Artikel 7. Conflicteis

  • 1 Van een ernstig en structureel conflict tussen ouder en studerende als bedoeld in artikel 6, eerste lid, onderdeel a, is sprake, indien de ouder om ernstige redenen structureel weigert de veronderstelde ouderlijke bijdrage te verstrekken.

  • 2 Onze Minister stelt bij de ouder vast dat er sprake is van weigering. Indien die ouder geen medewerking voor die vaststelling verleent, kan de verklaring van een onafhankelijke derde voor de betreffende ouderverklaring in de plaats treden.

  • 3 De ernst van het conflict wordt aangetoond aan de hand van een verklaring afgegeven door een ter zake deskundige.

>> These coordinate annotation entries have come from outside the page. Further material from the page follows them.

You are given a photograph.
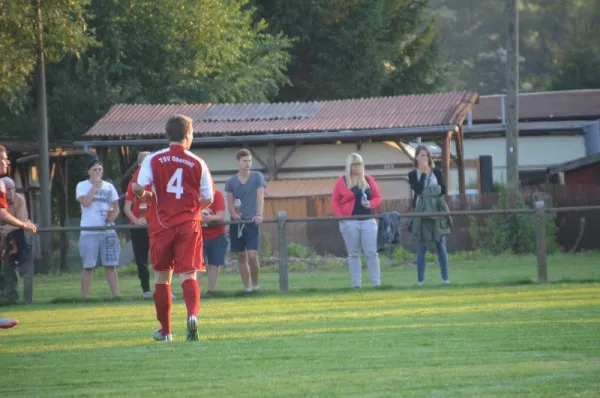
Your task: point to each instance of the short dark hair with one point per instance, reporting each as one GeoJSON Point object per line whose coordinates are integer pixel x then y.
{"type": "Point", "coordinates": [177, 127]}
{"type": "Point", "coordinates": [94, 161]}
{"type": "Point", "coordinates": [418, 150]}
{"type": "Point", "coordinates": [242, 153]}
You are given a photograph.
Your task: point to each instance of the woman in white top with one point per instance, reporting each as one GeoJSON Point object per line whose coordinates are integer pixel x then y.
{"type": "Point", "coordinates": [99, 207]}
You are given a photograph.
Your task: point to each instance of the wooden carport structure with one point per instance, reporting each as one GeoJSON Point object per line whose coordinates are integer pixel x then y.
{"type": "Point", "coordinates": [434, 118]}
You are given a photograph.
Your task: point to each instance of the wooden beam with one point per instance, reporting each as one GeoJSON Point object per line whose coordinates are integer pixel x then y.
{"type": "Point", "coordinates": [460, 161]}
{"type": "Point", "coordinates": [287, 156]}
{"type": "Point", "coordinates": [454, 158]}
{"type": "Point", "coordinates": [271, 161]}
{"type": "Point", "coordinates": [124, 166]}
{"type": "Point", "coordinates": [446, 158]}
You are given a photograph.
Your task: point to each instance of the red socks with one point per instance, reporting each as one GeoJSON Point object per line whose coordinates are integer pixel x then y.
{"type": "Point", "coordinates": [191, 296]}
{"type": "Point", "coordinates": [163, 303]}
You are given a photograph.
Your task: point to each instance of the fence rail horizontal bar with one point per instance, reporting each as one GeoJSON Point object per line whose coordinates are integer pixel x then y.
{"type": "Point", "coordinates": [453, 213]}
{"type": "Point", "coordinates": [76, 228]}
{"type": "Point", "coordinates": [345, 218]}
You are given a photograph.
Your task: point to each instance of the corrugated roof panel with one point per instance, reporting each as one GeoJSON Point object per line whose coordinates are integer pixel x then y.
{"type": "Point", "coordinates": [353, 114]}
{"type": "Point", "coordinates": [572, 104]}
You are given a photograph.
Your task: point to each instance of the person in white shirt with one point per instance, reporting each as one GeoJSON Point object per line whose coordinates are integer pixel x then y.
{"type": "Point", "coordinates": [99, 206]}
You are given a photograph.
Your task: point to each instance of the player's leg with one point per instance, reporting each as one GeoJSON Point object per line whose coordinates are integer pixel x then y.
{"type": "Point", "coordinates": [252, 237]}
{"type": "Point", "coordinates": [89, 247]}
{"type": "Point", "coordinates": [110, 249]}
{"type": "Point", "coordinates": [216, 259]}
{"type": "Point", "coordinates": [161, 249]}
{"type": "Point", "coordinates": [139, 243]}
{"type": "Point", "coordinates": [187, 261]}
{"type": "Point", "coordinates": [238, 246]}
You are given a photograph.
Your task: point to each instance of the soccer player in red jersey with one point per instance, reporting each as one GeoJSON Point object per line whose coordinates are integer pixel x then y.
{"type": "Point", "coordinates": [181, 187]}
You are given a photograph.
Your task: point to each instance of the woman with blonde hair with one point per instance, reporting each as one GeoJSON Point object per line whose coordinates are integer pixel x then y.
{"type": "Point", "coordinates": [357, 194]}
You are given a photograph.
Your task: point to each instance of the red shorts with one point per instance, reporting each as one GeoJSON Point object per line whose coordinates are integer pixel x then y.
{"type": "Point", "coordinates": [178, 248]}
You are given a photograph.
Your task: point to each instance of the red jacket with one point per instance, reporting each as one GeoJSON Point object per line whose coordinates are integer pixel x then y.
{"type": "Point", "coordinates": [343, 198]}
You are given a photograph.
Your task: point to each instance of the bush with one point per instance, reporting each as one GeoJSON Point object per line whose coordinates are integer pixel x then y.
{"type": "Point", "coordinates": [514, 233]}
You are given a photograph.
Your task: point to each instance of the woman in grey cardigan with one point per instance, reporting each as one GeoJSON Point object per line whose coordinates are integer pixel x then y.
{"type": "Point", "coordinates": [429, 189]}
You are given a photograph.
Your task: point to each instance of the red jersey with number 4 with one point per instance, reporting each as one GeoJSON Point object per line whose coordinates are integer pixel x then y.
{"type": "Point", "coordinates": [180, 181]}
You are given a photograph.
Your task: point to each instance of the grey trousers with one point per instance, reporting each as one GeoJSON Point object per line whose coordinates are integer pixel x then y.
{"type": "Point", "coordinates": [361, 235]}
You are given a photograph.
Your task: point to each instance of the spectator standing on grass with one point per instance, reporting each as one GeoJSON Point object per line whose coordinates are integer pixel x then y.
{"type": "Point", "coordinates": [12, 243]}
{"type": "Point", "coordinates": [215, 240]}
{"type": "Point", "coordinates": [356, 194]}
{"type": "Point", "coordinates": [99, 207]}
{"type": "Point", "coordinates": [7, 219]}
{"type": "Point", "coordinates": [430, 233]}
{"type": "Point", "coordinates": [245, 201]}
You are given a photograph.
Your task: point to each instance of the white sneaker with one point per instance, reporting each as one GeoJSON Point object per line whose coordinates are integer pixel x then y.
{"type": "Point", "coordinates": [158, 336]}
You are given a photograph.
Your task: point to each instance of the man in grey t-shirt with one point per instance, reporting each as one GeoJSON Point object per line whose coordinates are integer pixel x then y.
{"type": "Point", "coordinates": [245, 201]}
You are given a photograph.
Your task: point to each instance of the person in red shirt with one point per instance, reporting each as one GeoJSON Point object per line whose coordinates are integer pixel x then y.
{"type": "Point", "coordinates": [181, 187]}
{"type": "Point", "coordinates": [356, 194]}
{"type": "Point", "coordinates": [139, 237]}
{"type": "Point", "coordinates": [215, 239]}
{"type": "Point", "coordinates": [7, 218]}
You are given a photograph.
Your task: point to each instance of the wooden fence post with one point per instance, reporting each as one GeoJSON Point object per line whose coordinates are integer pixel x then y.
{"type": "Point", "coordinates": [540, 233]}
{"type": "Point", "coordinates": [282, 249]}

Artikel 8. Het gezag van de ouder beëindigd

Als bewijs dat het gezag van de ouder is beëindigd, bedoeld in artikel 6, eerste lid, onderdeel b, dient een afschrift van de beschikking van de rechtbank.

Artikel 9. Geen contact sinds 12e jaar

Van geen contact met de ouder als bedoeld in artikel 6, eerste lid, onderdeel c, is sprake, indien de studerende vanaf de maand waarin hij de leeftijd van 12 jaren heeft bereikt geen wezenlijk contact met de ouder had. Als bewijs dient een verklaring van een ter zake deskundige.

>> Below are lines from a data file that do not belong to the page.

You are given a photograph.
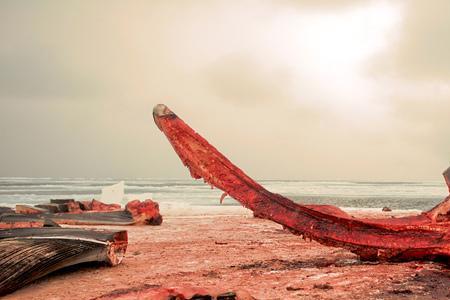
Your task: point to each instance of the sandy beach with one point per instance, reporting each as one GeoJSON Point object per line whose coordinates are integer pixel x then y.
{"type": "Point", "coordinates": [239, 252]}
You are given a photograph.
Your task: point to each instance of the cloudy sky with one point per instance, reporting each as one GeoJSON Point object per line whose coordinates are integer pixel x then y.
{"type": "Point", "coordinates": [286, 89]}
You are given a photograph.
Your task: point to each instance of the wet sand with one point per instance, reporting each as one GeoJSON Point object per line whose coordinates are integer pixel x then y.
{"type": "Point", "coordinates": [239, 252]}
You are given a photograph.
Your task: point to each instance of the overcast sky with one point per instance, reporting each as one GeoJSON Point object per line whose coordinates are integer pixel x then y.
{"type": "Point", "coordinates": [286, 89]}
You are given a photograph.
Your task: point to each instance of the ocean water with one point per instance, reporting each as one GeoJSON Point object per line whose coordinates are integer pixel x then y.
{"type": "Point", "coordinates": [189, 195]}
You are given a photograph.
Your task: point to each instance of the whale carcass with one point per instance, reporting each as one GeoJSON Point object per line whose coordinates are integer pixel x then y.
{"type": "Point", "coordinates": [422, 237]}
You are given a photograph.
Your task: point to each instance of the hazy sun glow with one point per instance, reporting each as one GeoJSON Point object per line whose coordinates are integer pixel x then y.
{"type": "Point", "coordinates": [331, 49]}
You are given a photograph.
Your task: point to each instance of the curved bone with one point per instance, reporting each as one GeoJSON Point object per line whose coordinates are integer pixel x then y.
{"type": "Point", "coordinates": [408, 238]}
{"type": "Point", "coordinates": [27, 254]}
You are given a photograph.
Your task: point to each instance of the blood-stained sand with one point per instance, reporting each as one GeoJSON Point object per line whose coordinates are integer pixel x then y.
{"type": "Point", "coordinates": [239, 252]}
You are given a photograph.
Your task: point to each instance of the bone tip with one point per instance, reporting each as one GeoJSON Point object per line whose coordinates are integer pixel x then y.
{"type": "Point", "coordinates": [161, 110]}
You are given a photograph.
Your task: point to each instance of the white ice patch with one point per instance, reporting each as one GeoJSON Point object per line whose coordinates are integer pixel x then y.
{"type": "Point", "coordinates": [113, 193]}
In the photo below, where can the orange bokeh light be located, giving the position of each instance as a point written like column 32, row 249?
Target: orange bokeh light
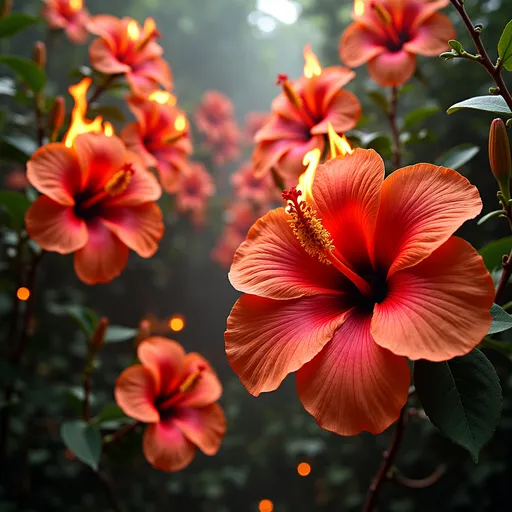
column 177, row 323
column 266, row 506
column 304, row 469
column 23, row 293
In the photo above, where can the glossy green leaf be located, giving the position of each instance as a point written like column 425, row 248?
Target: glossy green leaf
column 505, row 47
column 83, row 440
column 456, row 157
column 15, row 205
column 493, row 252
column 419, row 115
column 26, row 70
column 116, row 333
column 501, row 320
column 487, row 103
column 462, row 397
column 15, row 22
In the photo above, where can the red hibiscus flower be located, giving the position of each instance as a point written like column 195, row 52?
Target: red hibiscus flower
column 300, row 118
column 343, row 287
column 161, row 138
column 69, row 15
column 97, row 202
column 388, row 34
column 124, row 48
column 196, row 187
column 176, row 394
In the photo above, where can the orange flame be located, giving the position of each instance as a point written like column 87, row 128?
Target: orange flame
column 339, row 146
column 163, row 97
column 311, row 66
column 79, row 123
column 358, row 7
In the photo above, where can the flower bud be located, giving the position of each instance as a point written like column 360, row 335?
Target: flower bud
column 56, row 118
column 39, row 54
column 499, row 156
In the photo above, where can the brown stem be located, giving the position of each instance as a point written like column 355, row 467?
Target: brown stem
column 493, row 70
column 393, row 121
column 388, row 459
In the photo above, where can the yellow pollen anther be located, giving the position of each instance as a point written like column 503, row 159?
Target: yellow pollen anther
column 307, row 227
column 191, row 381
column 120, row 181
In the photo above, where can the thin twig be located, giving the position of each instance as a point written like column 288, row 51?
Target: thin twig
column 388, row 459
column 493, row 70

Artikel 10. Niet inbare alimentatie

Van voor de studerende niet inbare alimentatie als bedoeld in artikel 6, eerste lid, onderdeel d, is sprake, indien de alimentatie oninbaar is gedurende ten minste 12 maanden voorafgaande aan de maand waarin de studerende voor het eerst studiefinanciering ontvangt. Als bewijs dient een verklaring van een ter zake deskundige.

Artikel 11. Onbekende verblijfplaats ouder

Indien de studerende de verblijfplaats van de ouder niet kent, onderzoekt Onze Minister in een geval als bedoeld in artikel 6, eerste lid, onderdeel e, de verblijfplaats van die ouder gedurende ten hoogste 3 maanden onderscheidenlijk ten hoogste 6 maanden in geval van onderzoek in het buitenland. Indien de verblijfplaats van die ouder niet wordt achterhaald, wordt geen rekening gehouden met de veronderstelde ouderlijke bijdrage.

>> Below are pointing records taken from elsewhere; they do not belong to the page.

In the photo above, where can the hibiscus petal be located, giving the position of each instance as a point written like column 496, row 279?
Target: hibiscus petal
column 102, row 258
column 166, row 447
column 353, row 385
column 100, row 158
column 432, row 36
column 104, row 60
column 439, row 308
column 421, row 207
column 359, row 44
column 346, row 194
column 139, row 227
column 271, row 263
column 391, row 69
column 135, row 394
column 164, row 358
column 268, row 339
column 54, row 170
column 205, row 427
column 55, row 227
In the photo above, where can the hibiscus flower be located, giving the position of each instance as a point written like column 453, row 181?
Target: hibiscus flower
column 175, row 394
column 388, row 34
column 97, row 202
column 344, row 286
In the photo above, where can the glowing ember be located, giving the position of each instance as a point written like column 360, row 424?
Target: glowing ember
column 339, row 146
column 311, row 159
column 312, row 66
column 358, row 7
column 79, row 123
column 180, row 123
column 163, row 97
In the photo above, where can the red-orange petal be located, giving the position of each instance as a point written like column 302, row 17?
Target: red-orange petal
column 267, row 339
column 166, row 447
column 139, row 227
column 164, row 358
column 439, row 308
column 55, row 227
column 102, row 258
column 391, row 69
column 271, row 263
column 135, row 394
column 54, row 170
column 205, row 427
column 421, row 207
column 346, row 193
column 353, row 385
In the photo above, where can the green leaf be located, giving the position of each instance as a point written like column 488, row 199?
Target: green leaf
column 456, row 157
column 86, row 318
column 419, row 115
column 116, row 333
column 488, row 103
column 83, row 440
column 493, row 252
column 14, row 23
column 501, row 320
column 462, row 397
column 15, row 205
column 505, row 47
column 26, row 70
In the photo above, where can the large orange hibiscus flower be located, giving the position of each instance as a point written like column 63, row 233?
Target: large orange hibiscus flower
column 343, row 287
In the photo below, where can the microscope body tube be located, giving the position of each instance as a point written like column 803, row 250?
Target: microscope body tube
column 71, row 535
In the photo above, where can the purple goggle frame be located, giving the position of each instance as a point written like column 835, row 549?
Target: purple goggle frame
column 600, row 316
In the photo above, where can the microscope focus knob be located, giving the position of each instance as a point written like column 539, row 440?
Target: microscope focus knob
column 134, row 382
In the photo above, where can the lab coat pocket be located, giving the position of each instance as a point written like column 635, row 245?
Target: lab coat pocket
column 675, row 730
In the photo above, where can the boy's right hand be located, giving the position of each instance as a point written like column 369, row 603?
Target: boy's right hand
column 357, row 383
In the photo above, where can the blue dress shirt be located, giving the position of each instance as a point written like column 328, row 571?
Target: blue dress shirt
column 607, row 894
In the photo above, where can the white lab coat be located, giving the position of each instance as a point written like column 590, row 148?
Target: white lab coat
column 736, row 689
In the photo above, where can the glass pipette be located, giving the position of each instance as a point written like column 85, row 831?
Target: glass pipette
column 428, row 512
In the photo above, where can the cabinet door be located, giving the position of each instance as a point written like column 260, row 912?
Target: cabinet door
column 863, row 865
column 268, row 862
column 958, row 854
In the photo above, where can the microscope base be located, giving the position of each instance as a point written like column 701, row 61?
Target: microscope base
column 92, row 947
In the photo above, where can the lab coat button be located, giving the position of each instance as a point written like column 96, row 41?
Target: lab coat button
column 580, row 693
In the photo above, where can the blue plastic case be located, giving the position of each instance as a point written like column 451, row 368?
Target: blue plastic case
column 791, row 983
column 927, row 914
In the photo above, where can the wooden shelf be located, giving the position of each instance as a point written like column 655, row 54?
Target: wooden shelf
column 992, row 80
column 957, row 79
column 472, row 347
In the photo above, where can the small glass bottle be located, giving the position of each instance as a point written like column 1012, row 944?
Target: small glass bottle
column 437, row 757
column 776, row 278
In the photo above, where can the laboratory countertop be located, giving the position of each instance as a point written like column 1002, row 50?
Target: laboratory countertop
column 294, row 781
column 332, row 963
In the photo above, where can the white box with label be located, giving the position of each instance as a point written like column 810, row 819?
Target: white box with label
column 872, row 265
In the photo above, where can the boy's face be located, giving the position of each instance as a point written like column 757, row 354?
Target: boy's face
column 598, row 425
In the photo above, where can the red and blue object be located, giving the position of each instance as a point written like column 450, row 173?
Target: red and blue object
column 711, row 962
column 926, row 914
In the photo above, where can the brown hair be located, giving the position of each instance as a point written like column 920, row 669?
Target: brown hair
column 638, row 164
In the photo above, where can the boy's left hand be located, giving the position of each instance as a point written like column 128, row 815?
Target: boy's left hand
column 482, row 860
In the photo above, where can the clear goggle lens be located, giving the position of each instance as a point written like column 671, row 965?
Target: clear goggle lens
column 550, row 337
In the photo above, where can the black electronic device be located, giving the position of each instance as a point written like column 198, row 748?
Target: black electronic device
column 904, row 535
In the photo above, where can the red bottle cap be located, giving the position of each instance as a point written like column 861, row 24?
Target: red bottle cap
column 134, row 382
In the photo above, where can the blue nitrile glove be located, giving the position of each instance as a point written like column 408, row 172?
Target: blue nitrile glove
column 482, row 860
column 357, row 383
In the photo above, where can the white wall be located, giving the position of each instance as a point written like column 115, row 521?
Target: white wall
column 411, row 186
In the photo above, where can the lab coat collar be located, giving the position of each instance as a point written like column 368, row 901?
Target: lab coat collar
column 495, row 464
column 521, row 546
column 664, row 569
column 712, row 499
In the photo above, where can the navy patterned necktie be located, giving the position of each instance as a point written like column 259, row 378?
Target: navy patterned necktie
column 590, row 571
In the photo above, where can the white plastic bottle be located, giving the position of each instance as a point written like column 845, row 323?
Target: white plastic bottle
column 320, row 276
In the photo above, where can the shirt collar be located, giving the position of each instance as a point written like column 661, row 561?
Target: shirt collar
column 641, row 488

Artikel 12. Draagkracht uit alimentatie

  • 1 Indien een studerende van zijn ouder alimentatie als bedoeld in artikel 6, eerste lid, onderdeel d, ontvangt, komt het door de rechter vastgestelde bedrag aan alimentatie van de studerende in de plaats van de veronderstelde ouderlijk bijdrage. Als bewijs van de hoogte van de alimentatie dient in ieder geval de beschikking van de rechtbank of een notariële akte. Het bedrag dat in het bewijsstuk wordt genoemd, wordt vermeerderd met de wettelijke indexering.

  • 2 Indien nog geen beschikking is afgegeven, wordt de door de rechter vastgestelde alimentatie van de studerende in de plaats van de veronderstelde ouderlijke bijdrage gesteld vanaf de ingangsdatum van de alimentatie zoals die datum door de rechter is vastgesteld.

Hoofdstuk 3a. Kwijtschelding aanvullende beurs

Artikel 12a. Reikwijdte partnerbegrip

In aanvulling op het begrip partner, genoemd in artikel 1.1, eerste lid, van de wet, is in dit hoofdstuk slechts sprake van partner van de debiteur indien in het derde jaar volgend op het kalenderjaar van het laatste studiefinancieringstijdvak het partnerschap een tijdvak van meer dan 6 maanden omvat.

Artikel 12b. Gehele kwijtschelding voor debiteur zonder partner

Gehele kwijtschelding van de aanvullende beurs kan plaatsvinden indien het toetsingsinkomen van de debiteur zonder partner in het derde jaar volgend op het kalenderjaar van het laatste studiefinancieringstijdvak gelijk is aan of lager is dan 1,5 maal het belastbaar minimumloon.

Artikel 12c. Gedeeltelijke kwijtschelding voor debiteur zonder partner

  • 1 Gedeeltelijke kwijtschelding van de aanvullende beurs kan plaatsvinden indien het toetsingsinkomen van de debiteur zonder partner in het derde jaar volgend op het kalenderjaar van het laatste studiefinancieringstijdvak hoger is dan 1,5 maal het belastbaar minimumloon en lager is dan 2 maal het belastbaar minimumloon.

  • 2 De hoogte van de kwijtschelding tussen 1,5 en 2 maal het belastbaar minimumloon neemt in evenredigheid af tot nihil naarmate het toetsingsinkomen hoger is.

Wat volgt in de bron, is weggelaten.